|The cost of funds index continued its ascension. At the same time, a gauge for long-term mortgage rates plunged.
COFI was 3.125% in October, the Federal Home Loan Bank of San Francisco reported today.
The index rose from 2.769% in September but was still lower than 4.233% in October 2007.
Last month marked the second consecutive month COFI has increased following 13 consecutive months of decline.
The index is calculated based on the interest expense of 11th District banks that are members of the FHLB San Francisco and headquartered in Arizona, California or Nevada. During October, average total funds used in COFI's calculation were $96.1 billion -- tumbling from $105.4 billion in September and likely reflecting the failure of Washington Mutual Bank.

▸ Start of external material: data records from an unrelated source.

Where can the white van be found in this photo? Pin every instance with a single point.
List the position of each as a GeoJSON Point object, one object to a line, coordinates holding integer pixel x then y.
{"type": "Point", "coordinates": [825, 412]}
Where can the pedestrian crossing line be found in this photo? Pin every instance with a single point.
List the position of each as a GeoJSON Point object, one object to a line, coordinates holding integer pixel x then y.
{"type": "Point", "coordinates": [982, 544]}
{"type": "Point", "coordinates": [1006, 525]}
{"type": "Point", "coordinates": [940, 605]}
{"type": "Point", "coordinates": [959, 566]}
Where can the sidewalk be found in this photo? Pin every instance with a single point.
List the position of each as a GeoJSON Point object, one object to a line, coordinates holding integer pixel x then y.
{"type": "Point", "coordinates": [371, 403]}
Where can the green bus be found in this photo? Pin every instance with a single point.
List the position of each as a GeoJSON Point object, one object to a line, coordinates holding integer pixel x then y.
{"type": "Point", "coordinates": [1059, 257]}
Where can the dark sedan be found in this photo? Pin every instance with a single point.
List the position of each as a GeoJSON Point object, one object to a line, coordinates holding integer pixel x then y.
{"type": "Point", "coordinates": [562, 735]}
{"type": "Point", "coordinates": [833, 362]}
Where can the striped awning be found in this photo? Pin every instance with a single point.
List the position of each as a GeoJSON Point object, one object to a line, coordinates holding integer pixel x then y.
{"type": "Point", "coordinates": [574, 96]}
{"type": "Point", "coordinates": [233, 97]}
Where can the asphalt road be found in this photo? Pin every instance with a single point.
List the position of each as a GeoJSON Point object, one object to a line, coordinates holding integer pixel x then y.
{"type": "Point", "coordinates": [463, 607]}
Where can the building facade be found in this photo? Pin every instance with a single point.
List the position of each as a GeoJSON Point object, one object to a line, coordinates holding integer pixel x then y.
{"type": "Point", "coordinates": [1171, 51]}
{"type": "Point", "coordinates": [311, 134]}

COFI is used as an index on adjustable-rate mortgages. Another index, the London Interbank Offered Rate, was 2.62% on Wednesday, according to Bankrate.com. A month earlier, LIBOR stood at 3.48%.
The one-year Treasury yield, which is often used as an ARM index, was 0.90% today, according to data published by the U.S. Department of the Treasury. At the end of October, the one-year Treasury yield stood at 1.34%.
ARMs accounted for 3.0% of applications tracked by the Mortgage Bankers Association for the week ended Nov. 21.
While COFI moved higher, the 10-year Treasury yield -- which is closely tracked by fixed mortgage rates -- tumbled to 2.93% today, according to data reported by the Wall Street Journal. The 10-year yield stood at around 3.91% on Oct. 30.